Let $U$ be the open set in $\mathbb{R}^2$ consisting of all $x$ with $\|x\|<1$. Let $f(x,y)=1/(x^2+y^2)$ for $(x,y)\neq 0$. Determine whether $f$ is integrable over $U-0$ and over $\mathbb{R}^2-\bar{U}$; if so, evaluate.
This question has already been posted here integral over $U - 0 $ and $R^2 - \overline{U}$ without any solution.
I have thought to do the following: By change of polar coordinates we know that $r^2=x^2+y^2$ and if $g(r,\theta)=(r\cos\theta, r\sin\theta)$ is the diffeomorphism or change of variable, we have that $\det D_g(r,\theta)=r$, with which we will have that $\int_{U-0}\frac{1}{x^2+y^2}dxdy=\int_{0}^{2\pi}\int_{r\in (0,1]}\frac{1}{r^2}rdrd\theta=\int_{0}^{2\pi}\int_{r\in (0,1]}\frac{1}{r}drd\theta$ , and
$\int_{\mathbb{R}^2-\bar{U}}\frac{1}{x^2+y^2}dxdy=\int_{0}^{2\pi}\int_{1}^{\infty}\frac{1}{r^2}rdrd\theta=\int_{0}^{2\pi}\int_{1}^{\infty}\frac{1}{r}drd\theta=\int_{0}^{2\pi}(\infty-1)d\theta=\infty$.
I do not know what I can conclude from this, on the one hand I do not know how to calculate $\int_{0}^{2\pi}\int_{r\in (0,1]}rdrd\theta$ because $r\in (0,1]$ and on the other hand I do not know if the second integral if it results in infinite? Could someone help me please?

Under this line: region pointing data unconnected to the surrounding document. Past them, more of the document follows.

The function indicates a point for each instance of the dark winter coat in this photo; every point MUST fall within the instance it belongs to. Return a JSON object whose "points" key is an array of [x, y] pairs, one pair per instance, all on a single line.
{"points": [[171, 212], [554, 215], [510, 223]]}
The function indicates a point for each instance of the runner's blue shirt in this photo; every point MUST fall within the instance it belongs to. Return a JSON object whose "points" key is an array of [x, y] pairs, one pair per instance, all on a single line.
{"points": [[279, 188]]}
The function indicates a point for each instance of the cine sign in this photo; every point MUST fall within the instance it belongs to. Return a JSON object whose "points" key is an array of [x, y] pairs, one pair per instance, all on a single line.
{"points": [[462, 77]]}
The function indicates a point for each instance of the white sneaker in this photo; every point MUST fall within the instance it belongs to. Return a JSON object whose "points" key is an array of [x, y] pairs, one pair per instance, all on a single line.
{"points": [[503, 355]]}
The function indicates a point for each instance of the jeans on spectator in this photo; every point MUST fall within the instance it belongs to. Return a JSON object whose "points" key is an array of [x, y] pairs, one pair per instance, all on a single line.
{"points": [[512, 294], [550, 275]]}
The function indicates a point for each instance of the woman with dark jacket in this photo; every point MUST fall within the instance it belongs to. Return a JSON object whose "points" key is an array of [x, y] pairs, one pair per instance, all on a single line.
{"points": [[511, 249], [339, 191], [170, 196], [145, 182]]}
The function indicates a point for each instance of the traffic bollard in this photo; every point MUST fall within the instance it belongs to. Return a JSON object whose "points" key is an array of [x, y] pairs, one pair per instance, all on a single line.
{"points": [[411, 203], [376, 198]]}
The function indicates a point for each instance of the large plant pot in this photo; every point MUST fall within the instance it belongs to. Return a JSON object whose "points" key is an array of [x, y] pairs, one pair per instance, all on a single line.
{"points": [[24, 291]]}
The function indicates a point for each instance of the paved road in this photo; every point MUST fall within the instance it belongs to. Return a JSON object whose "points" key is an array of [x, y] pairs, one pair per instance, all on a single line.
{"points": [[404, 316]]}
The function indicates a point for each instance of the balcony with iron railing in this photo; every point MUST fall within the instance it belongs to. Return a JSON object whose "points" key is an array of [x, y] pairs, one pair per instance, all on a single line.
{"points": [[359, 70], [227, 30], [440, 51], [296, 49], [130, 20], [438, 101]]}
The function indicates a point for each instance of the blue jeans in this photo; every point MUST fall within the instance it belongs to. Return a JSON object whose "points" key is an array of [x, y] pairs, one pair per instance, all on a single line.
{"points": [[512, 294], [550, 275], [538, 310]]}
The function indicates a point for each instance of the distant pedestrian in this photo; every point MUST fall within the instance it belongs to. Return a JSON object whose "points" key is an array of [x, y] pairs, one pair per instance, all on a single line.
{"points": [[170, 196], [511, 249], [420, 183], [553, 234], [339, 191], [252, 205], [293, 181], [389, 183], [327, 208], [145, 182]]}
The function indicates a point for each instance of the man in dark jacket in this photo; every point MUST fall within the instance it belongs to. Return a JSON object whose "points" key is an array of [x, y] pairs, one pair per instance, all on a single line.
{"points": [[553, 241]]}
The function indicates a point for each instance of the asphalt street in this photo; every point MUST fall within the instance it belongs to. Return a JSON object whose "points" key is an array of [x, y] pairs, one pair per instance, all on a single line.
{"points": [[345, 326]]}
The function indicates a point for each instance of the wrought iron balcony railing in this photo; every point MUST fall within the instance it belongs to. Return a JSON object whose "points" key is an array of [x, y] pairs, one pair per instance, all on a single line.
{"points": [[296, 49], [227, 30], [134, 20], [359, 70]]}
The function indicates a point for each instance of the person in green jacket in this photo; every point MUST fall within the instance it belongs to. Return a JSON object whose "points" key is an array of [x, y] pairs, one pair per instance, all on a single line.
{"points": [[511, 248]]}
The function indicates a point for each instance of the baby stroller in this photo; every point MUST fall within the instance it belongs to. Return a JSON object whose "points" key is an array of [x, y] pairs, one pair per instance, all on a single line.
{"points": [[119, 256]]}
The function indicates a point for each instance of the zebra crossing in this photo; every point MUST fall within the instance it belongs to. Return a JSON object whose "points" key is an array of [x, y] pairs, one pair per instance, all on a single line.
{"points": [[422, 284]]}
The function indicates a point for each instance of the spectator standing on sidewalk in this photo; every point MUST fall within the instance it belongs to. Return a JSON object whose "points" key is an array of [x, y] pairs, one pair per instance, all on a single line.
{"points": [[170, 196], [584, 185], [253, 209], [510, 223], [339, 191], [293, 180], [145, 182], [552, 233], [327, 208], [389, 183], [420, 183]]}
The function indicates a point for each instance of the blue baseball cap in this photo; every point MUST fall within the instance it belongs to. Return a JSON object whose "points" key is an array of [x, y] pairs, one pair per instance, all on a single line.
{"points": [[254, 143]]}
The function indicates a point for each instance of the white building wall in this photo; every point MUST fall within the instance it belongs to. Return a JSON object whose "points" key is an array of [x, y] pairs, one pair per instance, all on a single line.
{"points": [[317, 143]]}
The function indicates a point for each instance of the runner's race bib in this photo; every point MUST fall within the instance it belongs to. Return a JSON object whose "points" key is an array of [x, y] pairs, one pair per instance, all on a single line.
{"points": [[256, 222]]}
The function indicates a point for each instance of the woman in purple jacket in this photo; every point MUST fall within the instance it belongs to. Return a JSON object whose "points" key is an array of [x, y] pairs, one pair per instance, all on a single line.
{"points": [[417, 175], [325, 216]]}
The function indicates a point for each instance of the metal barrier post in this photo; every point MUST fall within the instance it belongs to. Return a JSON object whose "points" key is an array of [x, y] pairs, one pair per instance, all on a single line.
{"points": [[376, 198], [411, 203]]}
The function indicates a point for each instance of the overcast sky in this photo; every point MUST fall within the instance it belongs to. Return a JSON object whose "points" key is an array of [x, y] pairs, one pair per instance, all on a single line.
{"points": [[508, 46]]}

Is this reasoning correct? Thank you.
If you want to have a rigorous reasoning you can compute the integrals : $$\int_{\epsilon \le x^2 + y^2 \le 1} f(x,y) \mathrm d x\mathrm d y$$ and $$\int_{1 \le x^2 + y^2 \le R} f(x,y) \mathrm d x\mathrm d y$$ and $\epsilon \to 0$, $R \to \infty$. To compute the above intergrals you can use the polar coordinates substitution and you have $$\int_{\epsilon \le x^2 + y^2 \le 1} f(x,y) \mathrm d x\mathrm d y = \int_{\sqrt \epsilon}^1 \int_0^{2\pi} \frac1r \mathrm dr \mathrm d \theta = -\pi \ln \epsilon \to_{\epsilon \to 0} \infty$$ and $$\int_{1 \le x^2 + y^2 \le R} f(x,y) \mathrm d x\mathrm d y = \int_1^\sqrt R\int_0^{2\pi} \frac1r \mathrm dr \mathrm d\theta = \pi \ln R \to_{R\to\infty} \infty$$ This proves that $f$ is not integrable on the two sets.